Trade Promotion: 5 ways to boost UK exports
April 06, 2017
Matthew Alabaster blogs on what UK can do now to promote its exports. Visit Trade Matters for more information.
Article 50 has been triggered and the two-year countdown is on. Much of the attention will now be focused on the exit negotiations, the shape of our future trading relationship with the EU, and our ability to strike attractive trade deals with newer markets.
But trade policy is only one part of the recipe for improving our trading performance with the rest of the world. What’s more, it will take several years before we see the impact. So it is important not to forget that there are plenty of more practical, constructive things that the public and private sectors can do together to boost our exports that could have a more immediate impact.
The Industrial Strategy green paper seeks engagement on a range of topics including trade support. In that spirit, set out below is a ‘5 point plan’ for boosting UK export performance. These are my personal views, and I’m always open to hearing your views too, but the principle is that there is plenty we can be getting on with, rather than wait passively for the outcome of long and complex negotiations.
1. Make the market in the UK
For companies to export, they need to be successful in their home market. So an export strategy should start with an agenda to make UK suppliers as strong as possible at home, to give them a stronger platform for export. For example, government could be more strategic with its expenditure and procurement to ensure more IP is generated and value is captured by UK suppliers. Areas where we lack capability or capacity should be identified and addressed through supplier development or targeted FDI programmes. Government could be the ‘first buyer’ for new technologies to de-risk development and give them scale. Major government programmes could also have a double bottom line: value for money and economic legacy. We have played rigidly to the rules of EU procurement – it is now time to push that thinking.
2. Focus on our strengths
We should not focus an export strategy solely around small businesses, or on sectors where we don’t currently have a strong export platform. It would be great if more small businesses exported, but moving the needle on our balance of payments will require our medium and large businesses that have a track record of exporting to become even more successful. Success at this level will directly benefit the SMEs in their supply chains. As for sectors – in the modern economy, no country the size of the UK can expect to be brilliant at everything. We need to pick a portfolio of sectors in which we have (or can generate) comparative advantage. For example we have leading players in the planning, design and operations of modern transport infrastructure. We should support the champions in these sectors to be more successful overseas and to bring more of the supply base with them.

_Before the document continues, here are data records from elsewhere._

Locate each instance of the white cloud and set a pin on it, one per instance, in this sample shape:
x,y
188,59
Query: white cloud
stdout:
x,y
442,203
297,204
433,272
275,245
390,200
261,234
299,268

3. Identify and support high potential sectors
These are exciting times for technology and disruption. Arguably there is a greater rate of technological development now than at any time in history. We need to identify technologies with export potential, sponsoring them while they achieve critical mass and facilitating their penetration of export markets. We have some incredibly innovative companies that have huge potential, but that don’t have the resources or the channels to market to drive export sales. Let’s make sure we grab the chance to have a world leading artificial intelligence industry, or an autonomous vehicle industry. What are the industries of tomorrow, who are our future champions, and what can be done to make sure the UK is in the lead.
4. Use government influence overseas
The UK has one of the world’s best diplomatic services, supported overseas by an excellent network of trade advisers and other organisations. What could be better is the strategic ‘top cover’ – an aligned programme of ministerial and diplomatic engagement focused ruthlessly on priority sectors, countries and companies. In most parts of the world outside the EU, government support is incredibly useful, but it could be more strategic. What can government do to initiate opportunities in target markets? What is in the ministerial ‘toolkit’ – for example funding initial studies for major new overseas projects? Proposing collaboration agreements between local and UK industries to address specific issues? Recommending companies or consortia for particular opportunities?
5. Harness the power of government
The government has called on the private sector to up its game. I agree the private sector needs to respond, but the challenge goes both ways and government could help businesses by being clear on how far it can now go in supporting UK industry. The Prime Minister’s vision of a ‘new, active role’ for government is a welcome change of tone. Government needs to consider how to move beyond just creating the right conditions for success, to a position where it can actively support our key sectors succeed overseas. With strong government support, UK companies will be able to compete better against those companies from countries whose governments actively champion their own industrial winners.
With its focus on industrial strategy, the government has set an ambitious tone that is very welcome. While our negotiators work on achieving the best deals in Brussels and further afield, the rest of us should get on with the business of export.